A prominent university professor has quit after the health department pressured her university to stop her speaking out about the Medicare and PBS history of over 2.5 million Australians being re-identifiable online due to a government bungle, The Guardian reports.
In 2016, Vanessa Teague, a cryptographer from the University of Melbourne, and two of her colleagues reported on a dataset, published on an open government data website by the federal government, of 2.5m Australians’ Medicare and PBS payment history dating back to 1984 that had supposedly been de-identified so people were anonymous.
Teague and her colleagues reported that the dataset had several samples where people were able to be identified.
In the research, they came up with seven examples where they were able to determine who the data was about based on publicly available but relatively unique information about that person – such as their birthday, dates of birth of their children, and other personal information.

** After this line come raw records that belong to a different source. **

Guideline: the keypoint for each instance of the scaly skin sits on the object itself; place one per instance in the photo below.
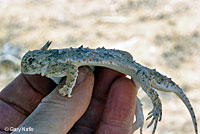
(58, 63)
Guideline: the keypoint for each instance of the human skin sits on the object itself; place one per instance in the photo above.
(102, 102)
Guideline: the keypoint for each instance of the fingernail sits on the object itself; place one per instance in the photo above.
(82, 75)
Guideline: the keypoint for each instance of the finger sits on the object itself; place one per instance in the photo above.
(120, 108)
(21, 97)
(57, 114)
(104, 77)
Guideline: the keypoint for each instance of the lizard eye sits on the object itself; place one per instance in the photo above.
(30, 60)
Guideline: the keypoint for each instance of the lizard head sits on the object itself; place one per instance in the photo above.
(33, 61)
(30, 62)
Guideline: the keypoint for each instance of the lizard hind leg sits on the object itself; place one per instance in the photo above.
(165, 84)
(156, 113)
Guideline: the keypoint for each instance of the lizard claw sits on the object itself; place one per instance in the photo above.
(155, 114)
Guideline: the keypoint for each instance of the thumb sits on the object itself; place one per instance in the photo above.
(57, 114)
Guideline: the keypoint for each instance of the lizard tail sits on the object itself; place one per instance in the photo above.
(179, 92)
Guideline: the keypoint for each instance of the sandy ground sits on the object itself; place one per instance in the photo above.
(159, 34)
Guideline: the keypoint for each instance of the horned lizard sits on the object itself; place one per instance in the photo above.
(58, 63)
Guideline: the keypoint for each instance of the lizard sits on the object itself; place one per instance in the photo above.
(58, 63)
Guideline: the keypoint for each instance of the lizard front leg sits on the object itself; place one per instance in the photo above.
(70, 81)
(156, 113)
(63, 70)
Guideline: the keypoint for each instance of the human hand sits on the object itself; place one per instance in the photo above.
(109, 109)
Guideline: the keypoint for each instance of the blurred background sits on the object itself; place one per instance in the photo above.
(161, 34)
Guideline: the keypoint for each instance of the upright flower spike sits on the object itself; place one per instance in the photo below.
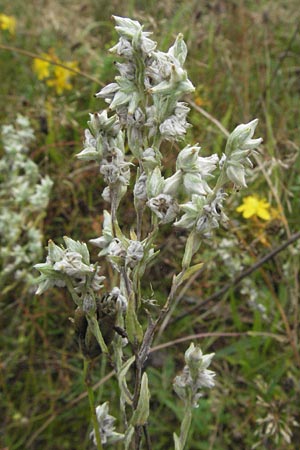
(239, 148)
(106, 426)
(195, 376)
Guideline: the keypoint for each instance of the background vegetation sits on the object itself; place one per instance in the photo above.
(244, 61)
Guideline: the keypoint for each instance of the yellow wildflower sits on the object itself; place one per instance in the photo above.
(41, 68)
(253, 206)
(8, 23)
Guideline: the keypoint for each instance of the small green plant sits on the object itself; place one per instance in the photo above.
(24, 196)
(127, 141)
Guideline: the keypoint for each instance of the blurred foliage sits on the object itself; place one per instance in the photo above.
(244, 61)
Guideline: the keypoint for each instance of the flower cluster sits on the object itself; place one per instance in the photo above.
(69, 266)
(24, 197)
(145, 100)
(106, 422)
(56, 77)
(194, 376)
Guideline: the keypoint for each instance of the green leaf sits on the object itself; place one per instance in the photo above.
(122, 381)
(141, 414)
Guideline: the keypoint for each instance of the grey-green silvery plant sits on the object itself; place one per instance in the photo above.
(126, 140)
(24, 197)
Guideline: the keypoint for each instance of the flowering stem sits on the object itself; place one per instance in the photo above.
(90, 392)
(185, 425)
(97, 332)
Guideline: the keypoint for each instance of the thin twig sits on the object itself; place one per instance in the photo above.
(239, 278)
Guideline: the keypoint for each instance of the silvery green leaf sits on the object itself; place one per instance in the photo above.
(141, 413)
(179, 49)
(173, 183)
(241, 138)
(127, 27)
(122, 380)
(155, 183)
(187, 159)
(133, 327)
(79, 247)
(55, 252)
(128, 437)
(194, 184)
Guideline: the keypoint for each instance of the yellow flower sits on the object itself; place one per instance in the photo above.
(41, 68)
(61, 77)
(253, 206)
(8, 23)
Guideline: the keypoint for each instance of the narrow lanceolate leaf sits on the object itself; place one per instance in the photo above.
(177, 444)
(141, 414)
(128, 436)
(190, 271)
(122, 380)
(133, 327)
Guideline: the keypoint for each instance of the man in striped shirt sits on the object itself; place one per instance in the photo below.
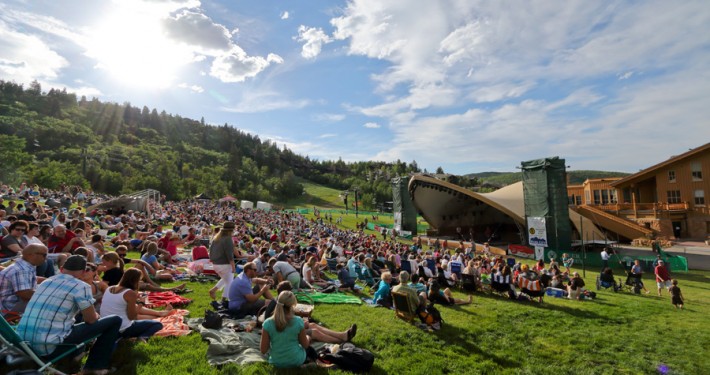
(49, 318)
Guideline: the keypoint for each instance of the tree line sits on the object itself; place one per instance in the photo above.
(53, 138)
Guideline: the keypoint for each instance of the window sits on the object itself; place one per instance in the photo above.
(612, 195)
(696, 171)
(673, 196)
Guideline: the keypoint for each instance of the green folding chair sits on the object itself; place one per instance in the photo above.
(17, 351)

Once they had that, the researchers had a trove of their entire medical history, including medication purchases and tests conducted.

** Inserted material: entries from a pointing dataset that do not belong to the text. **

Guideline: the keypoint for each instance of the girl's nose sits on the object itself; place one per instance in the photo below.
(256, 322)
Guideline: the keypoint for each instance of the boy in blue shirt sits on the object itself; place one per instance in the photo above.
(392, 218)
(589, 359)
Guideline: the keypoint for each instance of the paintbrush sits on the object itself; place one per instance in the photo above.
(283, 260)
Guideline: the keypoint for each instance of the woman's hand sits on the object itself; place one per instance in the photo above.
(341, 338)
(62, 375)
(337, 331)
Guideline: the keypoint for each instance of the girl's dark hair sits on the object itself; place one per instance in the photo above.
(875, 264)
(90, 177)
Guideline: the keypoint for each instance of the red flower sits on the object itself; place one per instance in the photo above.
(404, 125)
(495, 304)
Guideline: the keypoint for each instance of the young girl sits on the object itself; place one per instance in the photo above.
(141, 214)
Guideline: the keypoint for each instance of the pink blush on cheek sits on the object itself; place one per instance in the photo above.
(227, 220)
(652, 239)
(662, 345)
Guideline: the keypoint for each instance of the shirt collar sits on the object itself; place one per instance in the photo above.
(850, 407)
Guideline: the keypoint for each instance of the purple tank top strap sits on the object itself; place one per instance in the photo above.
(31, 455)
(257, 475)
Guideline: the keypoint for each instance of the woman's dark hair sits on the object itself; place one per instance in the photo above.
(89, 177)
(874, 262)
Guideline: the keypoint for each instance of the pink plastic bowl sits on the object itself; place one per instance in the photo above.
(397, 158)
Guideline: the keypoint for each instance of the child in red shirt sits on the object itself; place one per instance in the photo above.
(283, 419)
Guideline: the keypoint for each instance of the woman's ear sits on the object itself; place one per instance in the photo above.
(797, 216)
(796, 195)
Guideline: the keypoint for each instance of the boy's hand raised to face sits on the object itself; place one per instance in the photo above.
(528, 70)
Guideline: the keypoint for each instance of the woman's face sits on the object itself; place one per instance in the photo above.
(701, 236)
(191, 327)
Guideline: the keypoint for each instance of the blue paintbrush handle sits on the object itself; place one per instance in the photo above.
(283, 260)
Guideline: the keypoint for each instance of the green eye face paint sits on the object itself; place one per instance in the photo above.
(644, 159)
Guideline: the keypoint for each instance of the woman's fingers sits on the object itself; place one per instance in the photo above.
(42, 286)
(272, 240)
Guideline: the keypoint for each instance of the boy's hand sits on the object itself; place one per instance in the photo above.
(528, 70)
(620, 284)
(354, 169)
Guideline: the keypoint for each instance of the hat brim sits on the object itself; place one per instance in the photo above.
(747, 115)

Teague informed the government about it and the data was removed, but it was downloaded around 1,500 times in the six weeks it was online. Additionally, the dataset is still found easily online and the government appears to have taken no steps to have it removed.

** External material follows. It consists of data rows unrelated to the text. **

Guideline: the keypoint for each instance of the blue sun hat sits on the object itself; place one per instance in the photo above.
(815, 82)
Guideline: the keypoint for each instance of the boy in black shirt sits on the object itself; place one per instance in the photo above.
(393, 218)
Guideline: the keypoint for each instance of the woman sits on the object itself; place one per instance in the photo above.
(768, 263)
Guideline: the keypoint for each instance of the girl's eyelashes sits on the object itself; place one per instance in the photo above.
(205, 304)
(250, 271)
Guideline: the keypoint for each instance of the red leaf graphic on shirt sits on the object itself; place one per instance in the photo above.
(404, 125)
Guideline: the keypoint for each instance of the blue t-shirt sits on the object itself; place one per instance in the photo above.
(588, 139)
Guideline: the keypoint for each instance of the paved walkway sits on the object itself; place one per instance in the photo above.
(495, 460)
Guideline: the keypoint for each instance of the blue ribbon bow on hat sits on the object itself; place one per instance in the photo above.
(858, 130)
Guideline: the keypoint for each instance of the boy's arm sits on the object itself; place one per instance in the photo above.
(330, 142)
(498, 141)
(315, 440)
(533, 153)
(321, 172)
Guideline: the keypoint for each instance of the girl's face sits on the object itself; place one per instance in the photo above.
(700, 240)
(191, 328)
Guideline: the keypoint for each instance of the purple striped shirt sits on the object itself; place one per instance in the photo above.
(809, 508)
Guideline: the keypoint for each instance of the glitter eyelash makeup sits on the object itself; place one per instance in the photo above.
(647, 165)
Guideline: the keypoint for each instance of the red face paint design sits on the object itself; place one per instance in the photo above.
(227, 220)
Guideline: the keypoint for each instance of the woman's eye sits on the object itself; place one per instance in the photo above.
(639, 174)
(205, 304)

In September 2018, Teague went back to the department and alerted them to a TV journalist’s data she had found in the dataset, and asked the department to notify them, or she would inform that journalist in 30 days.
Teague also asked the department to inform all 2.5m Australians in the dataset that their personal information was potentially compromised.
Instead, the health department secretary, Glenys Beauchamp, wrote to University of Melbourne vice-chancellor Glyn Davis to complain about Teague’s demands and requested she cease her work on the dataset.